Dijkstra's Algorithm Runtime

Question

I know that this might not be a good question, but I was wondering how it's runtime is O(ElogV).

Here's the Algo

DIJKSTRA(G,w,s)
S=null
PQ=G.V
while (PQ!=null)
    u=Extract-Min(PQ)
    S=S+u \\Add node u to set S(explored vertices)
    foreach (v in adj(u))
        if(d(v) > d(u) + w(u,v) )
            d(v) = d(u) + w(u,v)  \\at this step, we need to update the priority d(v) of vertex (v) in the Priority Queue. 

Time complexity is given by O(E logV), as the inner loop runs at most E times, and for each loop iteration, it take O(logV) time to update the priority d(v) of vertex (v) in Priority Queue PQ. But this operation requires us to search for the vertex (v) in Priority Queue PQ, which takes O(v) time.
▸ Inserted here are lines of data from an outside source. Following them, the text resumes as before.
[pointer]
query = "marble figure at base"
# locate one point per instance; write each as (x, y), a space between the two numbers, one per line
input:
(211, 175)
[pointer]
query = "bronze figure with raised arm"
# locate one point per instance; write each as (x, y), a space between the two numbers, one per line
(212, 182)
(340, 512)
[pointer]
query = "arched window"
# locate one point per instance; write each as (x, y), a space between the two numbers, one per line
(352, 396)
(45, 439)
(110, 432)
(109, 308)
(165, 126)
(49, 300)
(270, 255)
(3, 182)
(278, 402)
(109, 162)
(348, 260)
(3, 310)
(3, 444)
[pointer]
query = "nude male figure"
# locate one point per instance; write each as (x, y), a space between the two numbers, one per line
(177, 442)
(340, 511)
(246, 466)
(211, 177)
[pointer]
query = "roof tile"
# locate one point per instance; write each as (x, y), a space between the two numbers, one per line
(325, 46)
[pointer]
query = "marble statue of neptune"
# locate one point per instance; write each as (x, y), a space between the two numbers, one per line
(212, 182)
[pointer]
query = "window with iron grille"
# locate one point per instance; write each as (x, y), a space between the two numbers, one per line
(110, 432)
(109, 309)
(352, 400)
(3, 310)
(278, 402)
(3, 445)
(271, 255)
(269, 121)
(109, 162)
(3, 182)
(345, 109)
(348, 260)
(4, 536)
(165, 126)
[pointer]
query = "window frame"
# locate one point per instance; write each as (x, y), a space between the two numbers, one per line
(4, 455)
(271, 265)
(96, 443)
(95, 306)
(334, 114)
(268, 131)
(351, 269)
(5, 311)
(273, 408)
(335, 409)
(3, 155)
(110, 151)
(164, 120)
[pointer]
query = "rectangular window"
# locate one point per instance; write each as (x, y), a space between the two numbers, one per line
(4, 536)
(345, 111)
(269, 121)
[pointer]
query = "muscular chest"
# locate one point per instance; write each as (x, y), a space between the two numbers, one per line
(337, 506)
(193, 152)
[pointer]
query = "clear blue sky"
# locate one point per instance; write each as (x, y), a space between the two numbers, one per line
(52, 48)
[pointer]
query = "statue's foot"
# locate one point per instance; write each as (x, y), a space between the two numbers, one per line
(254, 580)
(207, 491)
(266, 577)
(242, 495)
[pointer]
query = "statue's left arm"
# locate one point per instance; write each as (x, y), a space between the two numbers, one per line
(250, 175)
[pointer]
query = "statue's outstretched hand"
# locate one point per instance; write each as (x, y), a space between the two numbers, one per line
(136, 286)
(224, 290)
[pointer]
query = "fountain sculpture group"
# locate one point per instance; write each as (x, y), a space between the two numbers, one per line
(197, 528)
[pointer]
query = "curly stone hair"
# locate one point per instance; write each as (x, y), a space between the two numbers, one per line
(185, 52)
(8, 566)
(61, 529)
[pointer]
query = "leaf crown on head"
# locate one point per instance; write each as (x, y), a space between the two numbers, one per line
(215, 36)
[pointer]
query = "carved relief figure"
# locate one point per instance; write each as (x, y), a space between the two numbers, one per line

So how is the Time complexity O(E logV).

--Edit-- If fact the while loop is executed V times and each time an element is extracted from PQ, which means that running time is O(V logV), right?

Answer 1

You don't need to search for v in the priority queue. When you insert in the priority queue, you can keep a reference to the inserted node in an array indexed by v, and look it up instantly.